OELAMASI, FLOBAMORAS-SPOT.COM – “Kasus pasar Lili sejak Agustus (2019) kami sudah melakukan penahanan di tingkat penyidikan. Penahanan itu berlanjut sampai tingkat penuntutan. Dan di tingkat penuntutan juga kami lakukan penahanan. Masa penahanan masih sampai 25 Desember. Hari ini kami bawa untuk dilimpahkan ke pengadilan. Sore ini atau besok pagi bisa cek di Pengadilan”.

 

Demikian ditegaskan Kepala Kejaksaan Negri kabupaten Kupang, Shirley Manutede, SH.MH kepada Media di Oelamasi, Kamis (12/12).

 

Menurut dia, setelah pelimpahan berkas dan TSK maka selanjutnya kewenangan ada pada Pengadilan.

 

“Majelis Hakim ditunjuk oleh Pengadilan dan penentuan hari sidang oleh Ketua PN. Teman-teman (Wartawan) bisa ikuti di Pengadilan karena terbuka untuk umum. Itu untuk keempat TSK kasus  Pasar Lili yang merupakan salah satu peninggalan Kajari lama”, tambahnya.

 

Ia menambahkan, kasus lainnya,  ada beberapa yang sudah melalui tahap Penyelidikan.
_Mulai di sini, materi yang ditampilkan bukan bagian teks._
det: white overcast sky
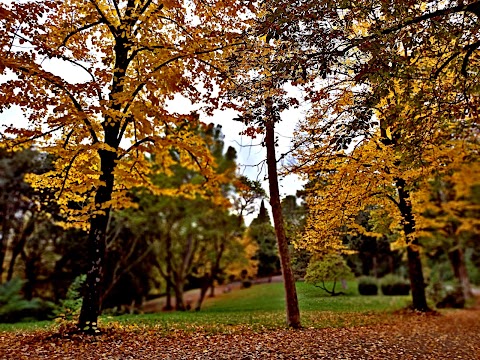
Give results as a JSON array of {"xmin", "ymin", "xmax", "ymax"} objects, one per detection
[{"xmin": 0, "ymin": 36, "xmax": 303, "ymax": 224}]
“Dari Kasi Intel naik ke tingkat Penyidikan sudah diserahkan ke Pidana Khusus (Pidsus) ada penyidikan pidsus yang masih berjalan, beberapa saksi sudah kami panggil sementara jalan. Kita cari dua alat bukti dan bukti pendukung lain”, ujarnya.

 

Lantas apa saja kasusnya ibu Kajari ?  “Saya belum bisa buka ya kali berikut baru bisa”, ucap dia seraya menambahkan, yang naik dari Lidik (penyelidikan) dan Dik (penyidikan) itu adalah kasus Dana Desa. Desa mana itu saya belum bisa sampaikan, biar yang bersangkutan dan pihak terkait tidak hilangkan barang bukti.

 

Seperti diberitakan berbagai media massa Kejari Kabupaten Kupang telah menetapkan 4 Tersangka dalam kasus proyek Pasar lili masing-masing,  TA (Mantan Kadis Perindag), EN (Pejabat Pembuat Komitmen), JO (Kontraktor Pelaksana)  dan BS (Konsultan Pengawas).
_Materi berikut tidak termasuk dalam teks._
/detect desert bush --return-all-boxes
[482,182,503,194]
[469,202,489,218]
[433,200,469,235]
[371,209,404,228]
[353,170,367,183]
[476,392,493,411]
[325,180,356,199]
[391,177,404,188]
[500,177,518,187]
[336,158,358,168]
Pembangunan Pasar Lili di Kelurahan Camplong I Kecamatan Fatuleu, Kabupaten Kupang, yang dikerjakan oleh PT. Citra Timor Mandiri dengan nilai kontrak sebesar Rp 5. 553.106.511, 39 di tahun 2018.
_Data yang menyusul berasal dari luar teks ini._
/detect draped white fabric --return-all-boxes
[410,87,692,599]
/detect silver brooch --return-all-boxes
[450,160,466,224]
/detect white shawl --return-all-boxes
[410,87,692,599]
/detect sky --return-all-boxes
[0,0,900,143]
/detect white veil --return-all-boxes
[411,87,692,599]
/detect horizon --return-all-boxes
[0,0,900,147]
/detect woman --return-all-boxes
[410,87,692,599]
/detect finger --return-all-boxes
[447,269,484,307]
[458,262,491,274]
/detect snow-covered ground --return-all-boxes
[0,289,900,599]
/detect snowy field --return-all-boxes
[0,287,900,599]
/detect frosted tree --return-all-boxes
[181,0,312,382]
Proyek pembangunan pasar tersebut seharusnya rampung sesuai masa kalender kerja 120 hari sejak Agustus hingga 28 Desember 2018 dengan kontrak kerja Nomor 510/141/2018/TP. Karena belum selesai, PPK diberi toleransi waktu 90 hari hingga 25 Maret 2019. Namun tambahan waktu 90 hari juga belum rampung. PPK malah tidak PHK kontraktor. (sintus)

 

Sumber : Hasil wawancara wartawan flobamora-spot.com dan Tribunnews .com.